Now, Tapestry is looking to expand the services.
“We’re going to spend this next year working with local communities to work collaboratively to get this implemented in other places,” said Liz Whynott, director of harm reduction programs. It allows the organization to get real-time data of what is in the drug supply, she said.
“Harm reduction operates in a place where we wish that the issue with drugs or the overdose epidemic would end, but in reality, it’s not going to,” Whynott said.
“Everything kind of indicates that the instability and the erratic-ness of the drug supply is going to continue to change and quickly,” she said. “We have to be creative.”
Several years ago, Tapestry started the drug checking program and partnered with the Massachusetts Drug Supply Data Stream, part of Brandeis University’s Opioid Policy Research Collaborative.
The data stream program assists drug testing programs and runs StreetCheck, an online platform that lists tested samples and the results. It also analyzes trends in the drug supply.
On average, the platform logs about 2,000 samples a year, said Traci Green, a Brandeis professor and director of the Opioid Policy Research Collaborative.
The new law is “a godsend,” she said, and can help to expand services “dramatically” in the state.

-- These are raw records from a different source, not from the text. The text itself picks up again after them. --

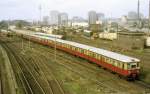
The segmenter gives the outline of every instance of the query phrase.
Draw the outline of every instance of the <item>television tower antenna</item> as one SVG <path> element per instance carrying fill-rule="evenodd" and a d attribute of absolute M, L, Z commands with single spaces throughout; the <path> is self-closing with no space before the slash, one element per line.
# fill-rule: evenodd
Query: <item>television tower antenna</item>
<path fill-rule="evenodd" d="M 138 7 L 137 7 L 137 21 L 138 21 L 138 28 L 140 27 L 140 0 L 138 0 Z"/>
<path fill-rule="evenodd" d="M 149 0 L 149 17 L 148 17 L 148 28 L 149 28 L 149 33 L 150 33 L 150 0 Z"/>

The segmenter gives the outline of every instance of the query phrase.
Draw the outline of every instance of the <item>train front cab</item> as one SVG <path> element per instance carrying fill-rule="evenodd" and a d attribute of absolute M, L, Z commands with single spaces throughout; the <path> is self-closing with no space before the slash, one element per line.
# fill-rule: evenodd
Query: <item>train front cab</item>
<path fill-rule="evenodd" d="M 128 79 L 135 80 L 139 78 L 140 73 L 140 62 L 131 62 L 127 64 L 128 68 Z"/>

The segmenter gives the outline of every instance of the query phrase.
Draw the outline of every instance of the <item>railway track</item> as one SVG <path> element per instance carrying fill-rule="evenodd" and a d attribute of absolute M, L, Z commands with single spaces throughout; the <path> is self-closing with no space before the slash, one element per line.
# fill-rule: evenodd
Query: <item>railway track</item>
<path fill-rule="evenodd" d="M 8 48 L 8 46 L 6 44 L 2 44 L 2 46 L 5 48 L 5 50 L 8 53 L 8 56 L 11 60 L 13 70 L 15 72 L 15 76 L 18 79 L 17 81 L 19 81 L 21 83 L 21 85 L 19 87 L 22 87 L 24 89 L 25 94 L 33 94 L 33 91 L 32 91 L 32 89 L 29 85 L 29 82 L 28 82 L 26 76 L 25 76 L 24 70 L 18 64 L 18 61 L 17 61 L 16 57 L 14 56 L 14 54 L 11 52 L 11 50 Z M 17 72 L 16 70 L 18 70 L 20 73 Z M 27 87 L 25 87 L 25 85 L 27 85 Z"/>
<path fill-rule="evenodd" d="M 52 50 L 49 50 L 48 52 L 49 52 L 49 53 L 53 53 Z M 54 56 L 54 54 L 51 54 L 51 55 Z M 78 65 L 84 66 L 84 67 L 87 68 L 88 71 L 91 72 L 91 73 L 95 73 L 95 71 L 97 71 L 96 69 L 87 66 L 87 63 L 86 63 L 86 64 L 85 64 L 85 63 L 79 63 L 79 60 L 73 60 L 71 57 L 69 57 L 69 56 L 67 56 L 67 55 L 63 55 L 63 54 L 61 54 L 61 53 L 59 53 L 59 54 L 57 54 L 57 55 L 58 55 L 57 58 L 61 58 L 61 59 L 66 58 L 66 59 L 68 59 L 68 60 L 74 61 L 74 62 L 67 62 L 67 63 L 69 63 L 69 64 L 73 64 L 74 66 L 78 66 Z M 113 78 L 112 78 L 112 79 L 109 79 L 109 80 L 113 80 Z M 104 81 L 108 81 L 108 80 L 104 80 Z M 104 81 L 101 81 L 101 82 L 104 82 Z M 141 81 L 141 80 L 136 80 L 136 81 L 134 81 L 134 83 L 150 90 L 150 84 L 148 84 L 148 83 L 145 83 L 145 82 L 143 82 L 143 81 Z"/>
<path fill-rule="evenodd" d="M 12 48 L 16 52 L 17 52 L 17 50 L 19 50 L 19 49 L 16 49 L 15 46 L 12 47 Z M 12 52 L 12 53 L 15 54 L 14 52 Z M 17 54 L 19 55 L 18 52 L 17 52 Z M 19 59 L 19 57 L 17 57 L 17 59 Z M 57 81 L 57 79 L 54 77 L 54 75 L 52 75 L 52 73 L 50 73 L 50 71 L 48 70 L 48 68 L 46 67 L 46 65 L 44 65 L 44 63 L 41 64 L 42 61 L 39 62 L 38 59 L 36 59 L 36 61 L 34 61 L 34 59 L 32 57 L 26 58 L 25 56 L 21 56 L 21 55 L 20 55 L 20 59 L 19 60 L 21 60 L 21 62 L 24 62 L 24 64 L 22 63 L 22 65 L 20 65 L 20 66 L 22 66 L 22 67 L 24 66 L 26 68 L 26 70 L 31 71 L 31 72 L 29 72 L 29 74 L 31 74 L 31 76 L 33 77 L 34 80 L 35 80 L 35 77 L 36 77 L 36 76 L 34 77 L 34 74 L 39 74 L 39 75 L 42 74 L 41 75 L 42 79 L 44 79 L 44 81 L 46 81 L 46 83 L 49 85 L 49 88 L 47 88 L 47 87 L 46 88 L 50 92 L 44 92 L 44 91 L 46 91 L 46 89 L 45 90 L 42 89 L 42 87 L 44 87 L 44 85 L 40 86 L 40 84 L 38 84 L 38 81 L 35 80 L 36 83 L 38 84 L 39 88 L 42 90 L 42 93 L 39 93 L 39 94 L 65 94 L 64 91 L 63 91 L 63 89 L 62 89 L 62 87 L 61 87 L 61 85 L 59 84 L 59 82 Z M 28 63 L 29 61 L 30 61 L 30 64 Z M 35 63 L 35 62 L 38 62 L 38 63 Z M 32 70 L 32 69 L 34 69 L 34 70 Z M 40 73 L 39 73 L 38 70 L 41 70 Z M 47 79 L 45 74 L 51 75 L 51 77 L 53 78 L 53 80 Z M 27 75 L 27 73 L 26 73 L 26 75 Z M 33 88 L 31 87 L 31 90 L 32 89 Z M 32 94 L 32 93 L 28 93 L 28 94 Z M 38 93 L 34 93 L 34 91 L 33 91 L 33 94 L 38 94 Z"/>
<path fill-rule="evenodd" d="M 28 42 L 27 43 L 25 43 L 24 44 L 24 46 L 28 46 Z M 36 45 L 37 46 L 37 45 Z M 16 48 L 15 46 L 14 47 L 12 47 L 12 48 Z M 48 48 L 46 48 L 46 47 L 42 47 L 42 48 L 40 48 L 40 47 L 35 47 L 35 49 L 34 49 L 34 47 L 32 46 L 32 48 L 33 49 L 30 49 L 31 51 L 33 51 L 34 53 L 36 53 L 36 55 L 37 56 L 33 56 L 34 58 L 39 58 L 39 57 L 45 57 L 45 58 L 51 58 L 52 60 L 52 62 L 55 62 L 54 61 L 54 59 L 53 59 L 53 57 L 54 57 L 54 50 L 53 49 L 48 49 Z M 45 49 L 44 49 L 45 48 Z M 47 49 L 47 50 L 46 50 Z M 17 50 L 17 48 L 16 48 L 16 50 Z M 44 51 L 45 50 L 45 51 Z M 47 52 L 46 52 L 47 51 Z M 42 53 L 41 53 L 42 52 Z M 17 52 L 18 53 L 18 52 Z M 68 69 L 68 70 L 70 70 L 70 71 L 72 71 L 73 73 L 75 73 L 75 74 L 77 74 L 77 75 L 80 75 L 82 78 L 86 78 L 86 76 L 83 76 L 83 74 L 80 72 L 80 70 L 75 70 L 75 68 L 74 67 L 78 67 L 79 69 L 80 69 L 80 67 L 82 66 L 82 67 L 85 67 L 85 68 L 83 68 L 83 69 L 85 69 L 86 71 L 88 71 L 88 72 L 90 72 L 90 73 L 96 73 L 96 72 L 94 72 L 94 71 L 97 71 L 97 69 L 94 69 L 93 67 L 89 67 L 89 66 L 87 66 L 87 64 L 84 64 L 84 63 L 80 63 L 81 61 L 80 60 L 75 60 L 75 59 L 71 59 L 71 57 L 69 56 L 69 55 L 66 55 L 66 56 L 64 56 L 64 54 L 62 54 L 62 53 L 64 53 L 64 52 L 62 52 L 62 51 L 59 51 L 58 53 L 57 53 L 57 59 L 59 60 L 59 61 L 63 61 L 63 62 L 66 62 L 65 64 L 64 63 L 60 63 L 59 61 L 57 61 L 56 63 L 58 64 L 58 65 L 61 65 L 61 66 L 64 66 L 66 69 Z M 50 57 L 51 56 L 51 57 Z M 30 56 L 31 57 L 31 56 Z M 33 62 L 38 62 L 37 64 L 38 65 L 34 65 L 34 66 L 40 66 L 41 67 L 41 69 L 40 70 L 44 70 L 44 69 L 46 69 L 48 72 L 49 71 L 51 71 L 51 70 L 49 70 L 49 68 L 46 68 L 45 66 L 50 66 L 50 65 L 48 65 L 48 64 L 45 64 L 45 65 L 40 65 L 40 63 L 41 62 L 45 62 L 44 61 L 44 59 L 34 59 L 32 57 L 32 60 L 35 60 L 35 61 L 33 61 Z M 23 58 L 23 57 L 22 57 Z M 26 58 L 27 59 L 27 58 Z M 42 61 L 43 60 L 43 61 Z M 30 62 L 31 63 L 31 62 Z M 43 64 L 43 63 L 42 63 Z M 62 65 L 63 64 L 63 65 Z M 51 66 L 52 67 L 52 66 Z M 105 73 L 105 72 L 104 72 Z M 47 72 L 44 72 L 44 74 L 46 75 L 47 74 Z M 113 78 L 111 78 L 111 79 L 109 79 L 109 80 L 113 80 Z M 112 87 L 110 87 L 110 86 L 107 86 L 107 85 L 105 85 L 105 83 L 104 82 L 107 82 L 107 81 L 109 81 L 109 80 L 95 80 L 95 79 L 93 79 L 93 80 L 91 80 L 91 79 L 89 79 L 89 81 L 92 81 L 92 82 L 94 82 L 94 83 L 97 83 L 100 87 L 104 87 L 104 88 L 112 88 Z M 59 82 L 59 81 L 58 81 Z M 52 84 L 52 83 L 50 83 L 50 84 Z M 113 89 L 113 88 L 112 88 Z M 113 89 L 113 91 L 114 91 L 114 89 Z"/>
<path fill-rule="evenodd" d="M 44 49 L 44 47 L 43 47 L 43 50 L 45 50 Z M 48 51 L 48 50 L 47 50 Z M 52 56 L 54 56 L 54 51 L 52 51 L 52 50 L 50 50 L 49 49 L 49 51 L 48 51 Z M 42 54 L 42 53 L 38 53 L 38 54 Z M 48 54 L 43 54 L 43 56 L 48 56 Z M 72 60 L 70 57 L 68 57 L 68 56 L 64 56 L 64 54 L 57 54 L 57 58 L 61 58 L 63 61 L 66 61 L 67 63 L 69 63 L 69 64 L 73 64 L 74 66 L 78 66 L 78 65 L 81 65 L 81 66 L 84 66 L 84 67 L 86 67 L 87 69 L 90 69 L 90 72 L 93 72 L 94 73 L 94 70 L 96 70 L 96 69 L 94 69 L 94 68 L 91 68 L 91 67 L 89 67 L 89 66 L 87 66 L 86 64 L 83 64 L 83 63 L 79 63 L 79 60 Z M 68 59 L 68 60 L 70 60 L 70 61 L 72 61 L 72 62 L 68 62 L 67 60 L 64 60 L 63 58 L 66 58 L 66 59 Z M 63 65 L 63 66 L 65 66 L 67 69 L 69 69 L 69 70 L 71 70 L 72 71 L 72 69 L 71 68 L 69 68 L 69 67 L 67 67 L 66 66 L 66 64 L 62 64 L 61 63 L 61 65 Z M 88 70 L 89 71 L 89 70 Z M 77 74 L 79 74 L 79 75 L 81 75 L 82 76 L 82 74 L 80 74 L 80 72 L 77 72 L 77 71 L 73 71 L 73 72 L 75 72 L 75 73 L 77 73 Z M 113 78 L 112 79 L 109 79 L 109 80 L 113 80 Z M 100 84 L 101 86 L 103 85 L 103 86 L 105 86 L 104 84 L 102 84 L 103 82 L 105 82 L 105 81 L 109 81 L 109 80 L 103 80 L 103 81 L 98 81 L 97 83 L 98 84 Z M 134 82 L 134 83 L 136 83 L 136 82 Z M 146 88 L 146 89 L 149 89 L 149 85 L 148 84 L 145 84 L 145 83 L 143 83 L 143 82 L 138 82 L 138 84 L 140 85 L 140 86 L 143 86 L 144 88 Z M 107 87 L 109 87 L 109 86 L 107 86 Z M 110 88 L 110 87 L 109 87 Z"/>
<path fill-rule="evenodd" d="M 3 47 L 6 49 L 6 51 L 11 54 L 12 57 L 16 59 L 15 66 L 18 66 L 21 71 L 21 77 L 19 77 L 20 81 L 23 84 L 24 92 L 25 94 L 46 94 L 39 82 L 37 81 L 36 77 L 34 77 L 33 73 L 31 73 L 31 70 L 26 66 L 25 61 L 18 57 L 14 51 L 12 51 L 8 45 L 3 45 Z M 14 63 L 14 62 L 13 62 Z M 15 70 L 15 69 L 14 69 Z M 17 75 L 16 75 L 17 77 Z M 18 77 L 17 77 L 18 78 Z M 19 81 L 18 80 L 18 81 Z M 26 86 L 26 87 L 25 87 Z M 22 87 L 22 86 L 21 86 Z"/>

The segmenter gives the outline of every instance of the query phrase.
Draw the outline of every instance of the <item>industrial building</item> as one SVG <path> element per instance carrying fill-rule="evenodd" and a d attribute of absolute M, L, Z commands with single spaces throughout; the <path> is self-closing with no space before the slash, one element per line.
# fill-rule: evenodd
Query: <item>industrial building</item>
<path fill-rule="evenodd" d="M 145 39 L 142 32 L 118 32 L 116 46 L 126 49 L 144 49 Z"/>

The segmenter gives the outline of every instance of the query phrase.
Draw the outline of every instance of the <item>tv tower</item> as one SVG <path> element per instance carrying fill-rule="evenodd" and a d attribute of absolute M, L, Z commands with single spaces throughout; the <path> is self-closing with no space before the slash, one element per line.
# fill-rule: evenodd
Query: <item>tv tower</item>
<path fill-rule="evenodd" d="M 149 29 L 150 29 L 150 0 L 149 0 L 149 22 L 148 24 L 149 24 Z"/>
<path fill-rule="evenodd" d="M 137 21 L 138 21 L 138 28 L 140 26 L 140 0 L 138 0 L 138 8 L 137 8 Z"/>

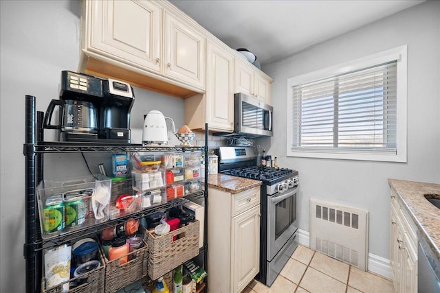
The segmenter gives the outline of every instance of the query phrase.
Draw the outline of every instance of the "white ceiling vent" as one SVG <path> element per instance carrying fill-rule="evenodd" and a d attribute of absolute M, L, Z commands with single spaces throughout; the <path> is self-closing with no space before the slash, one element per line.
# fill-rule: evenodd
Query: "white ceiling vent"
<path fill-rule="evenodd" d="M 367 270 L 368 232 L 368 211 L 310 199 L 311 249 Z"/>

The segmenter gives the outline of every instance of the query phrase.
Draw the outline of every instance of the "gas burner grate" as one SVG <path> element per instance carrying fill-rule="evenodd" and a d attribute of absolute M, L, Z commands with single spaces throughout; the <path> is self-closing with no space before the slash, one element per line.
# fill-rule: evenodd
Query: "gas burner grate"
<path fill-rule="evenodd" d="M 292 173 L 292 170 L 284 168 L 276 169 L 271 167 L 253 166 L 231 169 L 223 173 L 250 179 L 273 180 Z"/>

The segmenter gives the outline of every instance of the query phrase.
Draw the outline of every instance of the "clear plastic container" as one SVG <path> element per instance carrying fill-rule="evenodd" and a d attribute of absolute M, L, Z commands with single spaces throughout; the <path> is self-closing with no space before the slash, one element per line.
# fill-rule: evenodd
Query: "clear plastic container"
<path fill-rule="evenodd" d="M 118 239 L 115 240 L 109 249 L 109 260 L 120 259 L 120 264 L 122 265 L 129 261 L 129 244 L 124 239 Z"/>

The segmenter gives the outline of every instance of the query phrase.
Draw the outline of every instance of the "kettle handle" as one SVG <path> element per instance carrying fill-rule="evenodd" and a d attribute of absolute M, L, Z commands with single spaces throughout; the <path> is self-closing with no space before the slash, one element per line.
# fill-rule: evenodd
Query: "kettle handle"
<path fill-rule="evenodd" d="M 54 113 L 54 109 L 55 108 L 55 106 L 59 106 L 60 107 L 63 106 L 61 104 L 61 100 L 60 99 L 52 99 L 50 101 L 49 106 L 47 106 L 47 110 L 46 110 L 46 114 L 44 115 L 44 121 L 43 124 L 43 128 L 46 129 L 61 129 L 61 125 L 52 125 L 50 124 L 50 120 L 52 117 L 52 113 Z M 60 113 L 60 115 L 61 115 Z"/>
<path fill-rule="evenodd" d="M 168 119 L 171 121 L 171 126 L 173 126 L 173 134 L 176 134 L 176 128 L 174 126 L 174 120 L 173 120 L 173 118 L 170 117 L 165 117 L 166 119 Z"/>

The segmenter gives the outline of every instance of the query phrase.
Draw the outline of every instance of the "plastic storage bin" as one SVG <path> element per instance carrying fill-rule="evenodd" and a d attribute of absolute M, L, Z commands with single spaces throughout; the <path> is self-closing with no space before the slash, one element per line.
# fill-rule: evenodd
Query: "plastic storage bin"
<path fill-rule="evenodd" d="M 75 287 L 70 286 L 69 293 L 102 293 L 104 288 L 105 262 L 102 253 L 98 250 L 98 258 L 100 266 L 85 272 L 78 277 L 52 288 L 46 288 L 45 277 L 41 281 L 41 292 L 45 293 L 63 293 L 63 285 L 65 283 L 76 284 Z"/>
<path fill-rule="evenodd" d="M 142 200 L 133 191 L 133 179 L 113 179 L 111 183 L 110 219 L 118 219 L 142 209 Z"/>
<path fill-rule="evenodd" d="M 37 189 L 43 239 L 110 218 L 111 179 L 101 174 L 41 180 Z"/>

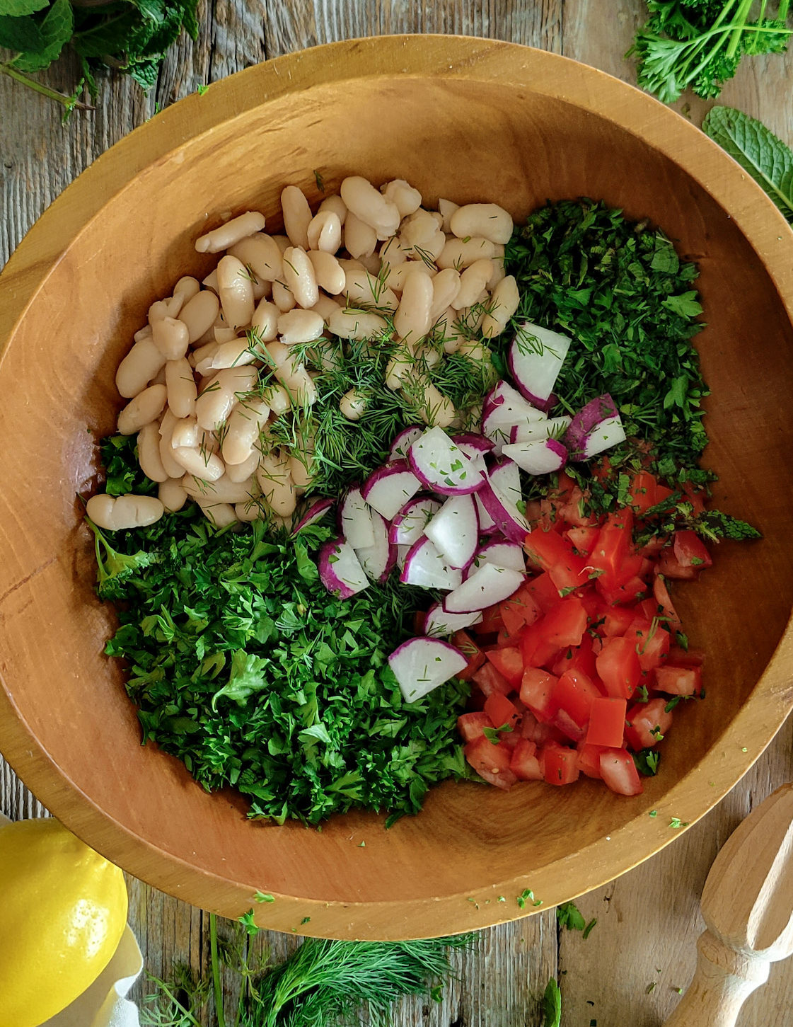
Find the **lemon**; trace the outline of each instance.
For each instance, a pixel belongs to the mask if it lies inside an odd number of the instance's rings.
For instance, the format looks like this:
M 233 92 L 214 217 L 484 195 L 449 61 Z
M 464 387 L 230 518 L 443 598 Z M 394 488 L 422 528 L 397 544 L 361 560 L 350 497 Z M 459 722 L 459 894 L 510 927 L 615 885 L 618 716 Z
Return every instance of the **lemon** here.
M 0 1027 L 38 1027 L 110 962 L 124 876 L 55 820 L 0 828 Z

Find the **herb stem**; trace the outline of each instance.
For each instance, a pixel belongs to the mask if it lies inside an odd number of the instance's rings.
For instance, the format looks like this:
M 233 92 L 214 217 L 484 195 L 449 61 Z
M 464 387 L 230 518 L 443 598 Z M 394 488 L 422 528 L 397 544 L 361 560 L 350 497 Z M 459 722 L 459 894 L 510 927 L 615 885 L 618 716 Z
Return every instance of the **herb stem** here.
M 209 954 L 212 960 L 212 987 L 214 989 L 214 1012 L 217 1017 L 217 1027 L 226 1027 L 223 1014 L 223 985 L 221 984 L 221 960 L 217 956 L 217 917 L 209 914 Z

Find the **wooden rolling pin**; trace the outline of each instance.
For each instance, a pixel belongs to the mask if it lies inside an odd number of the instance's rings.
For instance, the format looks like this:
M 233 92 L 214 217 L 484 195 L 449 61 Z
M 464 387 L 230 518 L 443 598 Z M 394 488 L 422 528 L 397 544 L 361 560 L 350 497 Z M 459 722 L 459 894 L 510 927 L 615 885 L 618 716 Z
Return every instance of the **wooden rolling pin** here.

Before, one could only do testing in locations where agreements with law enforcement were in place. Transporting the drugs to a different city where it could be tested involved taking a risk, Green said.
Now, harm reduction drug testing can be done in any location without a series of meetings and approvals, bypassing the bureaucracy, Green said. “We can provide the services when the flare-up happens or when something happens that people are worried about,” she said.
Mystery drug
For example, last year, medetomidine — an animal tranquilizer stronger than xylazine — was detected in the drug supply in the Worcester area, Green said. There were reports it could be in Springfield and Holyoke, but there wasn’t an agreement in place with law enforcement to test in Springfield, Green said.
The researchers got the permission they needed and found medetomidine in the Springfield supply, but it took weeks to learn that, rather than days, she said.
Green sees the change as a message from the state Legislature. “We got a clear mandate that this is important,” she said.
Sen. John Velis, D-Westfield, was chair of the Joint Committee on Mental Health, Substance Use and Recovery. “Fentanyl continues to be present in 90% of overdose deaths in Massachusetts,” he said in a statement. “At the most basic level, this is about expanding access to lifesaving tools at a time when the drug supply is more contaminated than ever.”
Velis secured funding for the mass spectrometer device used to analyze drugs at Tapestry in Holyoke.
At Tapestry Health’s program in the Valley, about 75% of samples are brought by someone after the drug was used. “It’s oftentimes motivated by ‘I had an overdose, or I’m having wounds, and I want to know if something in my bag is causing this,’” Harrington said.
The other quarter are samples submitted before someone uses them. Harrington hopes that percentage increases and that more people use the testing as a preventative measure.
Harrington and Whynott are hoping the law will make people feel more comfortable bringing in a sample.
“Because it’s so new, there’s oftentimes some cautiousness around, like, ‘Hand over my drugs to you? Is this okay?’ And just a fear of being criminalized for engaging with the service,” Harrington said.
The data Tapestry collects can help medical providers better understand the illicit drug supply and its impacts on people in their care.
This past summer, Harrington said they detected a chemical in the drug supply that caused cardiac-related problems, which matched up with what emergency departments were seeing.
“What they’re seeing in the ED can be reflected in or answered by some of what we’re seeing in the drug supply,” Harrington said. “Just being able to put our puzzle pieces together. I think it can have pretty profound effects on the way that we care for people who use drugs.”